3. Heard the learned AR for Revenue. Learned AR has submitted that the appellant has not revised their ST-3 return for the period from October 2012 to March 2013 and in the pre-revised return, the appellant has declared their activity to be service provided in India and without revising their return, the appellant is not eligible for refund. Since such an issue has been referred to Larger Bench in the case of Viavi Solutions India Pvt. Ltd. through Interim Order No.111/2021 dated 08.10.2021 by Tribunal’s Chandigarh Bench and the decision of Larger Bench is yet to be received.

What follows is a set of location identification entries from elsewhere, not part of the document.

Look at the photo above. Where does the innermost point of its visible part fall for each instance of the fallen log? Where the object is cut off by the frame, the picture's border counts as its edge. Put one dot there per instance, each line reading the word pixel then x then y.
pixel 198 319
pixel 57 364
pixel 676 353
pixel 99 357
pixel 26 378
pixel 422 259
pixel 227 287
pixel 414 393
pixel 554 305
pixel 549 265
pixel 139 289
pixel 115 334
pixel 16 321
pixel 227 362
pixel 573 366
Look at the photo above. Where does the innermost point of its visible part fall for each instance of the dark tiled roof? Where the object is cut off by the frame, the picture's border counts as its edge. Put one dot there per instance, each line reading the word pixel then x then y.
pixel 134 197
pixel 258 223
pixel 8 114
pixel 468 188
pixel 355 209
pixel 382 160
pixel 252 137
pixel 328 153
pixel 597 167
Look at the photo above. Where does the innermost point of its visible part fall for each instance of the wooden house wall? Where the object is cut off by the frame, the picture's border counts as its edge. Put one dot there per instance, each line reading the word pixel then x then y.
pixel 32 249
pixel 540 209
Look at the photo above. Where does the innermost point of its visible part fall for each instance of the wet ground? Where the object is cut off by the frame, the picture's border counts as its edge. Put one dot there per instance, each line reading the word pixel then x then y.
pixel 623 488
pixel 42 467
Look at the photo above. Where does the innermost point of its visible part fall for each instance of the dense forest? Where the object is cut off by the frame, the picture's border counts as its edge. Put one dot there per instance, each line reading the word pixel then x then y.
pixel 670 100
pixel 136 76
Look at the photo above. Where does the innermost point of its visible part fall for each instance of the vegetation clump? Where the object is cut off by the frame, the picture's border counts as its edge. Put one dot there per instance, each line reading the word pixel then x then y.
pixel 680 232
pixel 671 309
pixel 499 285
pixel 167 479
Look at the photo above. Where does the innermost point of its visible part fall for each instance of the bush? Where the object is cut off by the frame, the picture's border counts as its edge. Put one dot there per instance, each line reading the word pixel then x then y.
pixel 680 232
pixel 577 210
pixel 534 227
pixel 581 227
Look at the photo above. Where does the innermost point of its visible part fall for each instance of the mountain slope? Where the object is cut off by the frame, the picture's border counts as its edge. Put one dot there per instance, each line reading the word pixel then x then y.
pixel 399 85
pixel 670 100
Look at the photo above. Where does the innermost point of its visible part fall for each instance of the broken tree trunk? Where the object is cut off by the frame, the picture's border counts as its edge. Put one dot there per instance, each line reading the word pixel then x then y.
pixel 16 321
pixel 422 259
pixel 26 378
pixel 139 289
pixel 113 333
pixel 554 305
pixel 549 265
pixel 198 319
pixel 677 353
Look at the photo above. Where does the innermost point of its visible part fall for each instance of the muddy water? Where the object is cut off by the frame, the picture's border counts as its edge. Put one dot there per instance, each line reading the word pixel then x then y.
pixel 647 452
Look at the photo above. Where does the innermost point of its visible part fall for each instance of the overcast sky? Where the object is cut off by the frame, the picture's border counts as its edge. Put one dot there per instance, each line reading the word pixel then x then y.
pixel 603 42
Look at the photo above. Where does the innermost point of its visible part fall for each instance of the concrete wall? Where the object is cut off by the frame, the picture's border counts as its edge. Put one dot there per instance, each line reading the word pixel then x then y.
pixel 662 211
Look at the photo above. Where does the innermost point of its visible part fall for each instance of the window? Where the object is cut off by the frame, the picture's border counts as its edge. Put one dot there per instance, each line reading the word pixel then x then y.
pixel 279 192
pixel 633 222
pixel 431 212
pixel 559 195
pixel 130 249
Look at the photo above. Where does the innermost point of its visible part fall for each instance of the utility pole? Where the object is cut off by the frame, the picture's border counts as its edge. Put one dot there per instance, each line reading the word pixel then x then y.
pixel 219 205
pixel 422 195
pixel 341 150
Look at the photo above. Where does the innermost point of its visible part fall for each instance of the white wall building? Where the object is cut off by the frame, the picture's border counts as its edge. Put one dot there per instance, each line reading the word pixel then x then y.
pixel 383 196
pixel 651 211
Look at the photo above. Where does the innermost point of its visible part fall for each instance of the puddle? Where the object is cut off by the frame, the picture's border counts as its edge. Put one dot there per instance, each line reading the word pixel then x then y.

4. On the said submission of Revenue, appellant has submitted a letter dated 02.08.2023 stating that they do not wish to contest refund claim pertaining to the period from October 2012 to September 2013 and agreed to forego the same. Further, they have submitted that the amount pertaining to the said period is Rs.26,43,969/-. They further contended that out of the total refund claim of Rs.50,73,141/-, they are not pressing for refund of Rs.26,43,969/-. The said letter was submitted by the learned counsel for the appellant and the said letter was signed by Mrs. Nalini Agarwal on behalf of the appellant.

5. We have carefully gone through the record of the case and submissions made. We note that the appellant is providing guidance to Indian students without charging any consideration from them. In view of the definition of service, we hold that the appellant is not providing any service to prospective students in India. We hold that the appellant is providing service to universities located in foreign countries who are paying consideration to the appellant. We, therefore, hold that the services covered by these proceedings are export of services. We have also gone through the decision of this Tribunal in the case of Sunrise Immigrations Consultants Pvt. Ltd. decided by Chandigarh Bench of this Tribunal. We note that this Tribunal has held that such organisations cannot be treated as intermediaries under the definition of Rule 2(f) of Place of Provision of Service Rules, 2012. We, therefore, hold that the contention of Revenue that the appellant is an intermediary is not in accordance with law. We further note that the appellant has foregone the refund of Rs.26,43,969/-. Therefore, now the refund claim works out to the tune of Rs.24,30,172/-. We note that the appellant has not provided all the foreign inward remittance certificates covering the transactions involving service tax of Rs.24,30,172/-. We, therefore, remand the matter to the original authority with a direction not to rake up any other issue but to collect foreign inward remittance certificates from the appellant in respect of those transactions which involve refund of Rs.24,30,172/- out of the refund claim of Rs.50,73,141/- and allow the refund out of Rs.24,30,172/- in respect of such transactions where FIRCs get produced by the appellant before the original authority. We direct the appellant to produce all FIRCs concerned with the refund amount of Rs.24,30,172/- before the original authority. For the said purpose, we set aside the impugned order.

6. In above terms, we allow the appeal by way of remand.